Cependant, l’altérité n’est pas en soi un danger à la construction maghrébine mais c’est plutôt «le développement de l’altérité en adversité qui peut freiner le projet maghrébin», détaille la même source, en affirmant qu’«une forte altérité inter-maghrébine cultivée par les discours primordialistes au Maghreb, freine l’intégration régionale et risque même de transformer cette altérité en adversité entre les Etats du Maghreb».

Les deux chercheurs affirment, plus loin, que ces discours primordialistes sont «mobilisés par des mouvements nationalistes qui sont contre le projet maghrébin». Le papier évoque le cas du «Mouvement Moorish au Maroc» qui revendique comme objectif de «faire revivre le passé glorieux et ancestral du Maroc impérial et défendre la singularité du royaume face aux menaces venant de toutes parts».

«La prolifération de discours primordialistes au Maghreb inspire et encourage la formation de ce type de mouvements nationalistes qui s’opposent à la construction maghrébine.»

Extrait de l’article

Enseigner l’histoire du Maghreb et promouvoir une identité maghrébine

Les deux auteurs appellent ainsi à la promotion d’une identité maghrébine commune, qui ne doit pas s’opposer à l’identité nationale, en proposant des recommandations pour promouvoir l’identité maghrébine et, par conséquent, la construction du Maghreb. Ainsi, Abdessalam Jaldi et Abdelmounaim Fanidi suggèrent d’«éclaircir la conception de l’identité nationale», avec notamment «un discours scientifique sur l’identité nationale» et une «remise en cause du primordialisme» qui peut se réaliser à travers un travail de vulgarisation dans les médias par les spécialistes ou, encore, dans les programmes scolaires. «Il faut souligner que la nation est une construction sociale qui s’inspire de traditions, mythes, valeurs, et symboles ancestraux, mais qu’elle n’est ni naturelle ni identifiable par des caractéristiques fixes et immuables. La définition de la nation en tant que volonté de vivre ensemble doit être mise en avant», indiquent-ils.

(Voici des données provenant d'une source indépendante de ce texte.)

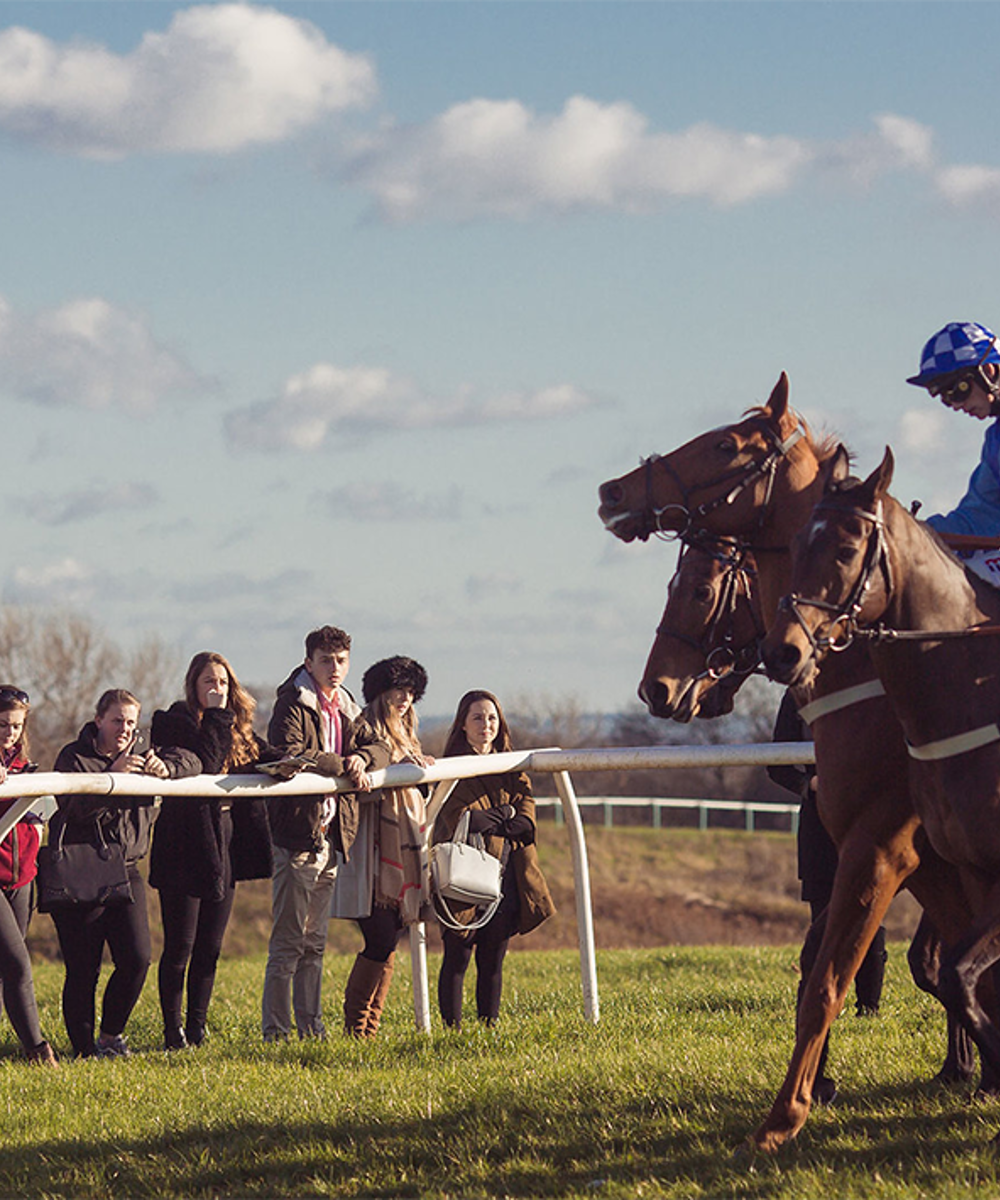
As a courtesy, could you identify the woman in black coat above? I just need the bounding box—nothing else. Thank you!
[149,650,273,1050]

Les deux chercheurs proposent aussi d’«enseigner l’histoire du Maghreb» et promouvoir une identité maghrébine en s’inspirant de l’histoire commune qui lie les nations du Maghreb et une sphère publique maghrébine. Ce dernier point «permettra de participer, échanger, dialoguer et débattre les besoins de la communauté maghrébine.

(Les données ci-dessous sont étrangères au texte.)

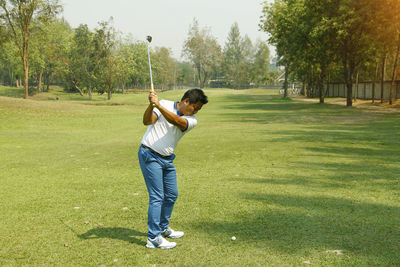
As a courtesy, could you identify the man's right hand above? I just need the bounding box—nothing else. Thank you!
[149,91,160,107]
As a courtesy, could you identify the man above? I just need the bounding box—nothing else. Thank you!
[138,89,208,249]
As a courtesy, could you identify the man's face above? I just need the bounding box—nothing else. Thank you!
[182,98,203,116]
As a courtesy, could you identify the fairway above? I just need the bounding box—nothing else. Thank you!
[0,89,400,266]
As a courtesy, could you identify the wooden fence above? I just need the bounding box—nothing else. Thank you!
[324,81,400,100]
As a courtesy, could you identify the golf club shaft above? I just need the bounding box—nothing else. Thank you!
[147,42,154,91]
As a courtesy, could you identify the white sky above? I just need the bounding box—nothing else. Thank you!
[62,0,276,59]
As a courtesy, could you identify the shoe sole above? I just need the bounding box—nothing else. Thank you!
[146,244,176,249]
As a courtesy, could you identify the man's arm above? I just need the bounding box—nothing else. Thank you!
[149,92,188,131]
[143,104,158,125]
[156,105,188,131]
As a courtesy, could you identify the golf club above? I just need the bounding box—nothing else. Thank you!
[146,35,156,107]
[146,35,154,91]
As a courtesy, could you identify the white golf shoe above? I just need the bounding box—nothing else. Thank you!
[161,227,185,238]
[146,235,176,249]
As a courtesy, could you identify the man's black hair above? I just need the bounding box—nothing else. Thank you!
[181,88,208,105]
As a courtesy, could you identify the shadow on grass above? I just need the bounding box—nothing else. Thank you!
[192,193,400,263]
[78,227,147,246]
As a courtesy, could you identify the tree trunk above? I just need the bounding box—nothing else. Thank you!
[22,23,29,99]
[344,60,353,107]
[38,68,44,93]
[318,65,326,104]
[353,70,360,103]
[283,65,289,98]
[88,86,92,100]
[372,62,379,104]
[300,82,306,96]
[389,34,400,105]
[381,52,387,103]
[22,48,29,99]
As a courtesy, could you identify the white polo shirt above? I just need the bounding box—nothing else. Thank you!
[142,100,197,156]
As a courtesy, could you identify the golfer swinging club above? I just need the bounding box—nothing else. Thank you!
[138,89,208,249]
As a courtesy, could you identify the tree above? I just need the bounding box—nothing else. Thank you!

Enfin, l’article suggère de promouvoir des événements maghrébins, rappelant que «les identités collectives sont basées sur le partage d’expériences». «Dans le cas européen, des événements comme le concours Eurovision ou les compétitions de l’Union des associations européennes de football (UEFA) ont grandement contribué à développer des liens d’identification entre la population européenne. Dans la même perspective, la promotion de compétitions sportives, de festival et d’événements culturels inter-maghrébins contribuera à créer des expériences partagées et des pratiques communes entre la population maghrébine», concluent les deux chercheurs.